Performance Comparison of DSP and VHDL implementation of Trellis Coded Demodulation
AMIT S. AWATI, HRISHIKESH R. KANITKAR, MAHIMA NANDA,
NIKHIL G. LADDHA, SAVITA G. KULKARNI, ANURADHA C. PHADKE and ALWIN D. ANUSE
Electronics and Telecommunication Department
Pune University
Maharashtra Institute of Technology
Paud Road, Kothrud
Pune – 411038.
India
Abstract:
In most wireless communication systems, convolutional coding is the preferred method of error correction coding to overcome transmission distortions. In this paper we have compared the performance of trellis coded demodulator (viterbi decoder) implemented on TMS320C54XX DSP chip and FPGA Spartan II XC2s50PQ208 kit. In this paper we also present a modified viterbi algorithm in which we have completely eliminated register exchange and traceback approach i.e. no retracing of the survivor path is required which thereby reduces memory requirement, power consumption and reduces the time required for getting the decoded output.
Introduction:
Viterbi decoders are used to decode convolutional coding which has been used in deep communication as well as wireless communications. A wireless cellular standard for CDMA (code division multiple access), IS-95 employs convolutional coding. A third generation wireless standard adopts turbo coding.
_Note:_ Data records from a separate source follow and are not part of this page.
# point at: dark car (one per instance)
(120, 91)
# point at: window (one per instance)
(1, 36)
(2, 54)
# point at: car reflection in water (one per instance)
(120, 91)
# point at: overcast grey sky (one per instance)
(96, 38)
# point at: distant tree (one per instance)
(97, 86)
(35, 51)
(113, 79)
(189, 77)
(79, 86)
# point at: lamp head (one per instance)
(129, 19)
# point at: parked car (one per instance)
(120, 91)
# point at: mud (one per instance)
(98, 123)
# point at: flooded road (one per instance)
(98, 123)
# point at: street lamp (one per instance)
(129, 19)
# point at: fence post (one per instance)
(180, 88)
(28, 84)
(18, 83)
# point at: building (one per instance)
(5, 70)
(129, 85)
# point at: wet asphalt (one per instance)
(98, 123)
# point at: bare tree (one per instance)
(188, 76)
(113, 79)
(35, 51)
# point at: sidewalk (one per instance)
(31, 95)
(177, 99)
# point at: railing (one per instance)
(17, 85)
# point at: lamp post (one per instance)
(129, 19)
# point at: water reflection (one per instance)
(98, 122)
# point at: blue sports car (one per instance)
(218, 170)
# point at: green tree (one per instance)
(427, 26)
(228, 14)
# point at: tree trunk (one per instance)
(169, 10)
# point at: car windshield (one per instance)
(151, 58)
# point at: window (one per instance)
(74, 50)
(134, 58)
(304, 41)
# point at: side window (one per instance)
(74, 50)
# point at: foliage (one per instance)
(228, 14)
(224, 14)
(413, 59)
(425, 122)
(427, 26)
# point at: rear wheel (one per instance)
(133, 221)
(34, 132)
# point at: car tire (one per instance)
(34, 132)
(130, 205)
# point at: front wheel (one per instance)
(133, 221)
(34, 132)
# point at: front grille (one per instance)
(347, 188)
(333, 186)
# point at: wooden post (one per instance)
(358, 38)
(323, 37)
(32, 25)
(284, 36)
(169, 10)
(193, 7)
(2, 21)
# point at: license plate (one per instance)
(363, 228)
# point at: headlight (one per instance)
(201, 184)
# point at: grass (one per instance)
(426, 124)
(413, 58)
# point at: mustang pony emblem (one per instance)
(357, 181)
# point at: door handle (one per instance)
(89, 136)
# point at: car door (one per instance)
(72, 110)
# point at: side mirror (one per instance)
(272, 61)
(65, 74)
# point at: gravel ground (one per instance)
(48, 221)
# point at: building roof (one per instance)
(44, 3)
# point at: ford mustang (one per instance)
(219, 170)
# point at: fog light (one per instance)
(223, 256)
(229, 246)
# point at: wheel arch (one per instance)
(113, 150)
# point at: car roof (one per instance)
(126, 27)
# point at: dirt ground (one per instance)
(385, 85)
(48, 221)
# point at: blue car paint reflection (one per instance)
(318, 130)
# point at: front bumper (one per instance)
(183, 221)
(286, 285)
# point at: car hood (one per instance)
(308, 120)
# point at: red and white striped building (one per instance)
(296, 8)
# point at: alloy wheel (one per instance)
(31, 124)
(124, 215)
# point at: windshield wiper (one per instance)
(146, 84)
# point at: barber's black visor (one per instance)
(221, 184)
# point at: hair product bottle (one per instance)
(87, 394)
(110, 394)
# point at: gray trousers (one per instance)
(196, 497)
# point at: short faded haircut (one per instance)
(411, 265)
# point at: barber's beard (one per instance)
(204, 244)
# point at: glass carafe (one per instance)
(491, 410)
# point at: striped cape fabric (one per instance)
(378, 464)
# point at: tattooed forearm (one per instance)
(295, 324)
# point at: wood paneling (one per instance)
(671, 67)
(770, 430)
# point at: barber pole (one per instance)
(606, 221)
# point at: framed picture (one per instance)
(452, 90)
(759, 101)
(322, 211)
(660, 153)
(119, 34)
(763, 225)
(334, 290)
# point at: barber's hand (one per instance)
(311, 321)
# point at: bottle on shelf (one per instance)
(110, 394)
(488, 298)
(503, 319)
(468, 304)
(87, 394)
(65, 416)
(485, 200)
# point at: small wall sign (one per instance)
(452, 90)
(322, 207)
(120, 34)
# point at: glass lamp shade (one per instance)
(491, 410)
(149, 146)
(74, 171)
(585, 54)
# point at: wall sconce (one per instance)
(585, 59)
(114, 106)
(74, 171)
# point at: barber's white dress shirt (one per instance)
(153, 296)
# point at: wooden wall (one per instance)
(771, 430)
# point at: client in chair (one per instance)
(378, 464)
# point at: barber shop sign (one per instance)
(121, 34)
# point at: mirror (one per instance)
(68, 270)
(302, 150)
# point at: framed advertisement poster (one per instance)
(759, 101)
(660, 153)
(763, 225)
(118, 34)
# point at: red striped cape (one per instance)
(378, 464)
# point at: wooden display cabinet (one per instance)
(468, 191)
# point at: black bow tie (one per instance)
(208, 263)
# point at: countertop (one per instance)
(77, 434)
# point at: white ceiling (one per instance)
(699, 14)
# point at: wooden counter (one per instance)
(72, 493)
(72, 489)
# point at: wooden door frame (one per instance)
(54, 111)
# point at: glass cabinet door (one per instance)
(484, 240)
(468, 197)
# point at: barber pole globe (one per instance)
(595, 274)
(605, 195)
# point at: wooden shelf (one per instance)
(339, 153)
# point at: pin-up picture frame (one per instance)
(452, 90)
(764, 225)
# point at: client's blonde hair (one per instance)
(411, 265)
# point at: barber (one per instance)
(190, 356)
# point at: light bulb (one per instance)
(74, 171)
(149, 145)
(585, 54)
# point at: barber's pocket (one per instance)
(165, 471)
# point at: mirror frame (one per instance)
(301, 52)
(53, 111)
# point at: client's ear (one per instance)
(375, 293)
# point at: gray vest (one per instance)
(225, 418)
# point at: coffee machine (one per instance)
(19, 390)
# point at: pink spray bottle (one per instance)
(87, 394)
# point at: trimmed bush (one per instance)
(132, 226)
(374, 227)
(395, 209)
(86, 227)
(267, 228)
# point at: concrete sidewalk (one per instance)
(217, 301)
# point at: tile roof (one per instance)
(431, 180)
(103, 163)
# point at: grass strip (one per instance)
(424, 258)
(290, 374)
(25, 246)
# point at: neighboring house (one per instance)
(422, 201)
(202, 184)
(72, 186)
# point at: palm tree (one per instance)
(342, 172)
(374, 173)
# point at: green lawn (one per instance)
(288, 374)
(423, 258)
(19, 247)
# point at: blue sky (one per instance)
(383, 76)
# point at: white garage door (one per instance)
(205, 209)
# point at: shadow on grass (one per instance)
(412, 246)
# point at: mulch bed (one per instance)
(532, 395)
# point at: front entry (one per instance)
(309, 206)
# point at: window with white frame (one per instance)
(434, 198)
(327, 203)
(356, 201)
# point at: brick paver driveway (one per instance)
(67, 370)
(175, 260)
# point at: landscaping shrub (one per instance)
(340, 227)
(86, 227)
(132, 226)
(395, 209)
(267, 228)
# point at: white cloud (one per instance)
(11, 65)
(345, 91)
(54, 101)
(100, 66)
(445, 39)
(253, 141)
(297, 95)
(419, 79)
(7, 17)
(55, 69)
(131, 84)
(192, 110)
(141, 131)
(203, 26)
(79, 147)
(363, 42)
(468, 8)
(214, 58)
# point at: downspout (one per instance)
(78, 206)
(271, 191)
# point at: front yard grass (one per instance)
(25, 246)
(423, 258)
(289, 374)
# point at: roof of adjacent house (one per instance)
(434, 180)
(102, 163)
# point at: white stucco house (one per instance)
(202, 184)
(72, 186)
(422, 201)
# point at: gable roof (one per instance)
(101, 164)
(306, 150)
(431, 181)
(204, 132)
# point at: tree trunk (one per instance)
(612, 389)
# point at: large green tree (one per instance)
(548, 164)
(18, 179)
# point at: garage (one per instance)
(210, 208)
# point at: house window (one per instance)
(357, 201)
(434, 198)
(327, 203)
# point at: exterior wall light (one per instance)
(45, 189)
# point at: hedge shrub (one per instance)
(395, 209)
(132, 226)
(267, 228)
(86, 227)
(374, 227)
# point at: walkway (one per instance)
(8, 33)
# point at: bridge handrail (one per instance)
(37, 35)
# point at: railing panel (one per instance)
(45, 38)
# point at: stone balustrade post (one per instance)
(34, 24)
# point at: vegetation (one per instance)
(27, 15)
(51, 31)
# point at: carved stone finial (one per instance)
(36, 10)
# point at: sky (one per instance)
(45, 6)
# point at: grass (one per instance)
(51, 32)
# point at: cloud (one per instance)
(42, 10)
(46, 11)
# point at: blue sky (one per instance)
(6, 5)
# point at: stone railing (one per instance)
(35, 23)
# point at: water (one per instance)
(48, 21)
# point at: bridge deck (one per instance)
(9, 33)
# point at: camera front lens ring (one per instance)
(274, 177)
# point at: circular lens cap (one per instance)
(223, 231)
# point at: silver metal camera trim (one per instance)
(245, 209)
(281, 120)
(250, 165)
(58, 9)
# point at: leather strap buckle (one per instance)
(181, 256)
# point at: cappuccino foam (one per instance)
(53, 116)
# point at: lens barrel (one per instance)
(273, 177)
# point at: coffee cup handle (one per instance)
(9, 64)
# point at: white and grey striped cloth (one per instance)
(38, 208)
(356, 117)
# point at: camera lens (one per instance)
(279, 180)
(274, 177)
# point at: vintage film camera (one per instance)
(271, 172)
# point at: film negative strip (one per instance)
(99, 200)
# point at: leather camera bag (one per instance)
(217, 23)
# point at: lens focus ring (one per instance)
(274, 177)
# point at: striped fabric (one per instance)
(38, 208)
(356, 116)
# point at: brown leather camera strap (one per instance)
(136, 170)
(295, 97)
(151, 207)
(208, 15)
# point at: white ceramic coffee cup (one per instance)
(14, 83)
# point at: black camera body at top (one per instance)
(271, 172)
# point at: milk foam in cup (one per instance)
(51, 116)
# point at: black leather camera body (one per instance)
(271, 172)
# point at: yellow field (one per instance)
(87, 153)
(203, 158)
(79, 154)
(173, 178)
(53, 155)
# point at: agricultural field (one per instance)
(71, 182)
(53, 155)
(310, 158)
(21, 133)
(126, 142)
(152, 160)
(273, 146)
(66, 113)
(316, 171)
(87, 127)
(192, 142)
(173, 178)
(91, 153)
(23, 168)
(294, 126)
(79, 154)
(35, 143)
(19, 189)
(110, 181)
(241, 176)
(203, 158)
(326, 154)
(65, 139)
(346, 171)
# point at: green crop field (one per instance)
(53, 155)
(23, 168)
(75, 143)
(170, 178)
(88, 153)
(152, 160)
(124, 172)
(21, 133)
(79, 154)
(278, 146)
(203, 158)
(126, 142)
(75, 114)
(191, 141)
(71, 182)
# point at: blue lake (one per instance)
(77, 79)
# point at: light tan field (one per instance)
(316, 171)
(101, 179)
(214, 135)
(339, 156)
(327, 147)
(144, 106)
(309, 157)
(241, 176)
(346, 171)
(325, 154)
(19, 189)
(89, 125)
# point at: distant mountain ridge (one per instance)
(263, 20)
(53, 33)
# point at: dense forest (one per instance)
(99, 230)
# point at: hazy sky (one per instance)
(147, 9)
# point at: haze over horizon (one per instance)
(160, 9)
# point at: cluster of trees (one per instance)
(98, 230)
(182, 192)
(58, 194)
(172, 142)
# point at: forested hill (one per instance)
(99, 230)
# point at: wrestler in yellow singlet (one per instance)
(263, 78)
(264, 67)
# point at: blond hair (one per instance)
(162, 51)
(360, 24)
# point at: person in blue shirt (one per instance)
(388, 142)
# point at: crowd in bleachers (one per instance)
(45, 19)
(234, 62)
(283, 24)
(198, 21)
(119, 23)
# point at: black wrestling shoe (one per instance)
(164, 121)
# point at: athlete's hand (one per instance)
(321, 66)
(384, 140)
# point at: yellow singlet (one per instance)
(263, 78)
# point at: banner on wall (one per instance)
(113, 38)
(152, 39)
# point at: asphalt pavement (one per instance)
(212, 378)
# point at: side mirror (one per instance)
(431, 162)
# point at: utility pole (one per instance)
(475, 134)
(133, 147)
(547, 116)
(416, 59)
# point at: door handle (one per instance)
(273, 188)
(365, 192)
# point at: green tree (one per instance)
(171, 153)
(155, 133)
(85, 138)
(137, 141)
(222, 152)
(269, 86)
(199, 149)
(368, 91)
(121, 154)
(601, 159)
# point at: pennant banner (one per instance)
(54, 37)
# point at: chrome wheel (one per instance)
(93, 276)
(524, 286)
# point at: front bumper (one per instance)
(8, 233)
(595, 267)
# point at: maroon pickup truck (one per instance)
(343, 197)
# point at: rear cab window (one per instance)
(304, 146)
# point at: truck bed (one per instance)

The Viterbi algorithm is to find a maximum-likelihood sequence of state transitions, equivalently a path, in a trellis by assigning a transition metric to possible state transitions. A transition metric is called branch metric, and the cumulative branch metrics along the path from the initial state to a given state is called the path metric of the state. When two or more paths end at the same state, the path with the smallest path metric is selected as the most likely path. The survivor path obtained by backtracking in time corresponds to the decoded output.
The design of high performance viterbi decoders has been investigated intensively in the past three decades. A previously implemented algorithm using traceback method uses the cumulative approach for recording the survivor path whereas in our algorithm we have completely eliminated register exchange and traceback approach i.e. no retracing of the survivor path is required which thereby reduces memory requirement, power consumption and reduces the time required for getting the decoded output.
The hardware complexity of the viterbi decoder is proportional to the number of states in the trellis, which is equal to the number of states of the corresponding convolutional encoder.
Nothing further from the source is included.